Cet outil est souvent décrit comme une option de dernier recours et, à ce stade, il n’a encore jamais été appliqué. Plusieurs responsables européens disent vouloir garder une porte ouverte aux échanges avec Washington dans les prochains jours, afin d’éviter une escalade.

En parallèle, l’UE étudie aussi un paquet de droits de douane pouvant atteindre 93 milliards d’euros (environ 108 milliards de dollars) sur des produits américains.

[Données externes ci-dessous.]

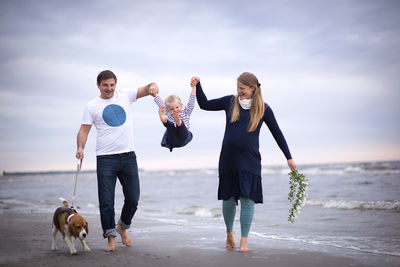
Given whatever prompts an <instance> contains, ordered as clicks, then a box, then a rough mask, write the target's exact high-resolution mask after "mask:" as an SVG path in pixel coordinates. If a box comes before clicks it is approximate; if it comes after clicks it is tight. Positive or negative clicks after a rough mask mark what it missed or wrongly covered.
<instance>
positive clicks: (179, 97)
mask: <svg viewBox="0 0 400 267" xmlns="http://www.w3.org/2000/svg"><path fill="white" fill-rule="evenodd" d="M175 102H178V103H179V104H181V105H182V102H181V99H180V97H179V96H177V95H170V96H168V97H167V98H166V99H165V101H164V103H165V106H166V108H167V110H169V108H168V105H171V104H173V103H175Z"/></svg>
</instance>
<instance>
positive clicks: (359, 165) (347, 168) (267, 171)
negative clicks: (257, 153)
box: [262, 161, 400, 176]
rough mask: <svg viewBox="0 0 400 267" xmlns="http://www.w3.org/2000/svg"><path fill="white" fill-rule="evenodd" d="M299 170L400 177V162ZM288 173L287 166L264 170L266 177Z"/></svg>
mask: <svg viewBox="0 0 400 267" xmlns="http://www.w3.org/2000/svg"><path fill="white" fill-rule="evenodd" d="M298 169H299V170H300V171H301V172H303V173H305V174H306V175H339V176H343V175H349V174H371V175H376V176H380V175H399V174H400V161H386V162H358V163H332V164H305V165H298ZM288 172H289V171H288V168H287V166H263V169H262V173H263V174H264V175H269V174H287V173H288Z"/></svg>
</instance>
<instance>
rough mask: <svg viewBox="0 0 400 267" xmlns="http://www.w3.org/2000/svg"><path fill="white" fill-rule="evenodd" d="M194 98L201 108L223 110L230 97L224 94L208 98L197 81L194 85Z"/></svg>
mask: <svg viewBox="0 0 400 267" xmlns="http://www.w3.org/2000/svg"><path fill="white" fill-rule="evenodd" d="M196 98H197V103H199V107H200V108H201V109H204V110H211V111H216V110H225V109H226V107H227V104H228V103H227V102H229V99H230V98H231V97H227V96H224V97H221V98H216V99H212V100H208V99H207V97H206V95H205V94H204V92H203V88H201V84H200V82H199V83H197V85H196Z"/></svg>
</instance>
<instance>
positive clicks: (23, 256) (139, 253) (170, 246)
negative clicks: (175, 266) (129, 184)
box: [0, 214, 387, 267]
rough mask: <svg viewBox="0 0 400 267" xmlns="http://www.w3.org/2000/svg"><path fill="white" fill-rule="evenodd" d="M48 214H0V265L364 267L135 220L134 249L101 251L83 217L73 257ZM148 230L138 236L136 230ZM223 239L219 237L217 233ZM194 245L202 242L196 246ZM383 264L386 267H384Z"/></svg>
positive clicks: (90, 265)
mask: <svg viewBox="0 0 400 267" xmlns="http://www.w3.org/2000/svg"><path fill="white" fill-rule="evenodd" d="M51 217H52V215H51V214H18V215H15V214H14V215H7V216H1V218H0V232H1V233H2V234H1V236H2V241H1V243H0V266H61V267H62V266H65V267H67V266H68V267H69V266H125V265H128V264H129V265H132V266H166V267H168V266H171V267H172V266H248V267H250V266H282V267H283V266H309V267H312V266H316V267H317V266H326V267H329V266H332V267H336V266H369V265H367V264H366V263H365V262H362V261H358V260H356V259H354V258H350V257H343V256H340V255H334V254H329V253H321V252H310V251H304V250H300V249H298V250H293V249H277V248H274V247H258V246H255V247H253V248H252V249H253V251H252V252H250V253H240V252H238V250H237V249H236V250H226V249H225V248H224V246H223V245H224V240H223V239H222V240H220V241H218V242H216V241H211V242H209V241H208V240H204V239H202V235H198V234H196V233H197V232H193V233H191V232H182V231H180V229H179V227H171V226H166V225H162V224H161V225H160V224H159V223H158V224H154V222H153V223H152V222H150V221H146V220H140V219H138V220H137V223H135V225H134V227H135V228H136V229H135V230H129V235H130V236H131V238H132V239H133V244H134V245H133V247H130V248H128V247H125V246H124V245H123V244H122V243H121V240H120V239H119V238H118V239H117V240H118V241H117V249H116V251H115V252H104V251H103V248H104V247H105V245H106V239H103V238H101V237H100V236H101V227H100V225H99V218H98V217H97V216H93V215H92V216H89V217H86V219H87V220H88V222H89V225H90V230H89V231H90V232H89V238H88V239H87V243H88V245H89V246H90V248H91V250H92V251H91V252H86V253H85V252H83V251H82V246H81V244H80V242H79V241H78V240H76V241H75V246H76V248H77V250H78V254H77V255H70V253H69V249H68V247H67V245H66V244H65V243H64V241H63V240H62V239H61V235H60V234H58V236H57V245H58V249H59V250H58V251H52V250H50V247H51V223H50V222H51ZM141 228H145V229H151V230H150V231H148V232H145V233H141V231H140V229H141ZM221 237H222V235H221ZM198 242H203V243H206V244H207V246H210V248H209V249H207V248H205V247H204V246H197V243H198ZM386 266H387V265H386Z"/></svg>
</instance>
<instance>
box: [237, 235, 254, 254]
mask: <svg viewBox="0 0 400 267" xmlns="http://www.w3.org/2000/svg"><path fill="white" fill-rule="evenodd" d="M239 251H240V252H250V251H251V249H249V248H248V247H247V237H243V236H242V238H240V249H239Z"/></svg>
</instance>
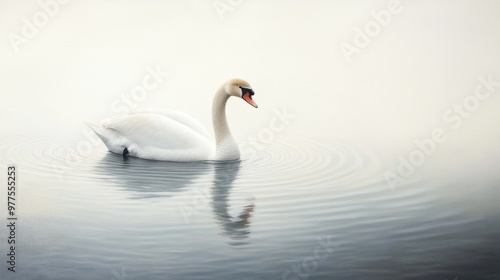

Des discussions portent aussi sur le calendrier du projet d’accord commercial UE–États-Unis conclu l’été dernier, que certains élus envisagent de ralentir.

À Londres, le Premier ministre Keir Starmer a jugé “totalement faux” d’imposer des tarifs à des alliés au nom de la sécurité collective de l’OTAN. À Paris, Emmanuel Macron a qualifié la menace d’“inacceptable”. Des économistes avertissent enfin que des négociations longues, avec une incertitude durable, peuvent peser sur la croissance et les marchés en Europe.